Pourtant je ne peux pas aller partout. Dans le département du Rhône, il y a un inspecteur pour dix mille salariés. J’ai beau en faire le plus possible, mes contrôles restent aléatoires.
Le contrôle, c’est la base de mon travail. On débarque dans une entreprise à l’improviste. On examine les postes, les ateliers, on relève les noms des salariés présents. On vérifie que les équipements sont réglementaires, que les salariés ont bien été embauchés dans les règles et ont été formés. Les inspecteurs du travail (ou plutôt les inspectrices, car les femmes sont devenues majoritaires dans le métier) passent au hasard – ou si on nous a signalé des abus majeurs.
Sans prévenir, de jour comme de nuit, sans autorisation, j’entre partout, je vois tout. Peu importe que je sois en costard cravate ou en jean-baskets. J’entre. Évidemment, il ne faut pas s’attendre à être bien accueilli. J’ai appris avec le temps à adopter le bon comportement. Rester calme et éviter le contact visuel. Ne pas mettre d’affect. Et, surtout, les laisser dire.
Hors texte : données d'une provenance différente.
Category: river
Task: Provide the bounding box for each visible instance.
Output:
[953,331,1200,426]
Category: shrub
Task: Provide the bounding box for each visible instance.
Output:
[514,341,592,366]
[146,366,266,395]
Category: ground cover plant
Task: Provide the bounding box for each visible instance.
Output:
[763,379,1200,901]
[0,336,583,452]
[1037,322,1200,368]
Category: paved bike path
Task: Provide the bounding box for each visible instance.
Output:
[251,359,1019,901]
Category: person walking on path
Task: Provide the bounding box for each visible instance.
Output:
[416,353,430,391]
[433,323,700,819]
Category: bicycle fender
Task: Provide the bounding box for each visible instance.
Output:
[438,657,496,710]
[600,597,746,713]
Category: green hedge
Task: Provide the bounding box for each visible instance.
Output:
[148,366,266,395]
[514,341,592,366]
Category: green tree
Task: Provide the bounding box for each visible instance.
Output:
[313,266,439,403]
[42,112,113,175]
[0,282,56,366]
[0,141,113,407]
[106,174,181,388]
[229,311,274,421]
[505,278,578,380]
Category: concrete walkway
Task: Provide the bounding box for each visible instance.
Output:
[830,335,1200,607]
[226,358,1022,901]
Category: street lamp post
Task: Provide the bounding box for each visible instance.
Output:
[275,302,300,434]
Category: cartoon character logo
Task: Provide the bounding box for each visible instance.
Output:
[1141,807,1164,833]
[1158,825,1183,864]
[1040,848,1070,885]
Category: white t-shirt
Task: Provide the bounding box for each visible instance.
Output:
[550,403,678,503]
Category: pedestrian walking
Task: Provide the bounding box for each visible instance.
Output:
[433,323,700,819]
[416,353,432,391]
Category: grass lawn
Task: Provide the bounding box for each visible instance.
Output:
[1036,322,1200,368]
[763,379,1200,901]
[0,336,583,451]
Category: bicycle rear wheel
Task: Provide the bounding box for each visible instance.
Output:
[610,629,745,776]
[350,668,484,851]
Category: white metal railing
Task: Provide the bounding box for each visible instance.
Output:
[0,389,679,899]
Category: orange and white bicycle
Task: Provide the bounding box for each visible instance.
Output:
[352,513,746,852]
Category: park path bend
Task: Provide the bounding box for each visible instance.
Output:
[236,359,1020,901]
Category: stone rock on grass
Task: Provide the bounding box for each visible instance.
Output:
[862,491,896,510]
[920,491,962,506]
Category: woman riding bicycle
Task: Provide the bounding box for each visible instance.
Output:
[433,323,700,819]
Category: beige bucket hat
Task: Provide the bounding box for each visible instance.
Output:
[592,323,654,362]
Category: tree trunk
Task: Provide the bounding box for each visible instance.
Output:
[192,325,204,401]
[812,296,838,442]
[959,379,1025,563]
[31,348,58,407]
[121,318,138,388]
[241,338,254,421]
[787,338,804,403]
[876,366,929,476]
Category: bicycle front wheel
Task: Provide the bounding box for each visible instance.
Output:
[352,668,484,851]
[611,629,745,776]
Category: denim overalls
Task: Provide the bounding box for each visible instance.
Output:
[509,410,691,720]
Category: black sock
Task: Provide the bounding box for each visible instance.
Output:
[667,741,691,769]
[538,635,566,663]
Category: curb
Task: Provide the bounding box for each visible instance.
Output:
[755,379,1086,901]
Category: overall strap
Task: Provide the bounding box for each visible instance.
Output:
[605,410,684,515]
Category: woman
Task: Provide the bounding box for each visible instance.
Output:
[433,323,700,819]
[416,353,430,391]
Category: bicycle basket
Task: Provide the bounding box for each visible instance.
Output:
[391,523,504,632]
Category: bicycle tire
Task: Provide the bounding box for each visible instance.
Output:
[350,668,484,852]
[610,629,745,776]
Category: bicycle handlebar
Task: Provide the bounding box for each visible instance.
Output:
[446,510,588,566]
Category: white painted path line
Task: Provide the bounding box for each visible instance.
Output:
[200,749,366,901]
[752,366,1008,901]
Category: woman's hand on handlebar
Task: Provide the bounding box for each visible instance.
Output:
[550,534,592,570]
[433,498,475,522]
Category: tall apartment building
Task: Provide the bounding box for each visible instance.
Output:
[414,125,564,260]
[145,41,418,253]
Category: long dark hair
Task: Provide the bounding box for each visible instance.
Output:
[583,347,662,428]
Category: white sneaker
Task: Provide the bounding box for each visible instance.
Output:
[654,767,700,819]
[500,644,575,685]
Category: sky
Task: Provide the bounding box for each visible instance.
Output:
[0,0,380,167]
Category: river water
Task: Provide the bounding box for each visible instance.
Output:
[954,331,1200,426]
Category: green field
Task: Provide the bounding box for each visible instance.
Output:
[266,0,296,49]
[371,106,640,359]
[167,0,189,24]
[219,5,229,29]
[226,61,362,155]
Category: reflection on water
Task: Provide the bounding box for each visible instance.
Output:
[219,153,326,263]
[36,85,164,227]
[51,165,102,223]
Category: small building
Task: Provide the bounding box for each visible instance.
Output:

J’ai déjà été traité de collabo et de salopard… Les filles sont traitées de salopes et de mal-baisées. On entend aussi beaucoup d’histoires de couilles: Vous nous cassez les couilles, Je m’en bats les couilles, Vous n’avez pas de couilles… Les patrons déversent sur nous une colère longtemps accumulée. Contre l’instituteur qui les a humiliés, contre le flic qui leur a mis une amende sur la route, contre le facteur qui n’a pas déposé leur colis, contre le maire et que sais-je encore. En tant que fonctionnaire, je prends pour l’ensemble. Mais je reste impassible.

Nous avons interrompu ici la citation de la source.